Am CHIPP-Jahrestreffen vom 24. bis 26. Juni 2013 in Sursee haben die in der Schweiz tätigen Teilchenphysiker und Teilchenphysikerinnen auch die 'Europäische Strategie für Teilchenphysik' erörtert, die der CERN-Rat einen Monat zuvor verabschiedet hatte. Die Strategie definiert die Forschungsfelder und Grossprojekte, die die Teilchenphysiker künftig bearbeiten wollen. Die zentralen Elemente der Strategie sind der Weiterbetrieb und Ausbau des Large Hadron Collider (LHC) am CERN sowie die europäische Beteiligung am Projekt eines neuen Linearbeschleunigers (International Linear Collider, ILC). Tatsuya Nakada, Physikprofessor an der ETH Lausanne (EPFL), gibt Auskunft.

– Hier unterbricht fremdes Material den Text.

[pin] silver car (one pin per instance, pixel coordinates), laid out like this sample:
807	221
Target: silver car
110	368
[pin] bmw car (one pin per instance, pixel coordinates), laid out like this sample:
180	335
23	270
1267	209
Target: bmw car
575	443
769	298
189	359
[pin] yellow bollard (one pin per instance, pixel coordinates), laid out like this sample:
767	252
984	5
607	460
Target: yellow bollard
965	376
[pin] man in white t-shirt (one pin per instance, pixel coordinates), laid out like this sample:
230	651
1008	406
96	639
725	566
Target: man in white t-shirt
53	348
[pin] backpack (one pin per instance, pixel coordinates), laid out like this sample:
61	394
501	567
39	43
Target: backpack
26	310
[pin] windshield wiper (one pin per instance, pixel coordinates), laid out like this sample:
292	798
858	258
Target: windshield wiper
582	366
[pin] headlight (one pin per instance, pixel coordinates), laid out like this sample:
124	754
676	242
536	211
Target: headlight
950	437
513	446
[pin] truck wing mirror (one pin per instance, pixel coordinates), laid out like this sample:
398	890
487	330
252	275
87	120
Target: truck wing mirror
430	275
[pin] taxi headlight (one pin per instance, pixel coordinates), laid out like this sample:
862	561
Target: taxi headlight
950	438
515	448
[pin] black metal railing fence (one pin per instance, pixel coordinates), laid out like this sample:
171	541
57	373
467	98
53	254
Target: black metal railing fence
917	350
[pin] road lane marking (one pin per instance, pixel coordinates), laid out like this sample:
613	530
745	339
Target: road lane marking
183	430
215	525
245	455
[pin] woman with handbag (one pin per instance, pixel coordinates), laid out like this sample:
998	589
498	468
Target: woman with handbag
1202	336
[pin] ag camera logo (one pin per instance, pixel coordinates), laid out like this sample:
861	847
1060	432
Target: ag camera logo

EPFL-Professor Tatsuya Nakada.
Bild: Benedikt Vogel

Prof. Nakada, Sie haben das Expertengremium präsidiert, das die Europäische Strategie für Teilchenphysik vorbereitet hat. Warum brauchen die Teilchenphysiker eine solche Strategie?

Tatsuya Nakada: Ich habe die Vorbereitungsgruppe präsidiert, welche den wissenschaftlichen Input aus einem offenen Symposium im September 2012 in Krakau sowie die weltweiten schriftlichen Stellungnahmen aufgearbeitet hat. Daneben haben ich auch die Strategiegruppe präsidiert, die das Strategiedokument aufgesetzt hat. Die Teilchenphysiker brauchen normalerweise grosse und komplexe Forschungseinrichtungen, um ihre Experimente durchzuführen. Es braucht viel Zeit, solche Anlagen zu entwerfen, und die Kosten sind erheblich. Das ist der Hauptgrund, warum wir eine Strategie brauchen, denn nur so können wir die nötigen Forschungseinrichtungen in einer angemessenen Weise entwerfen. Wir können nicht alle Anlagen bauen, die wir gern hätten. Wir müssen Prioritäten setzen.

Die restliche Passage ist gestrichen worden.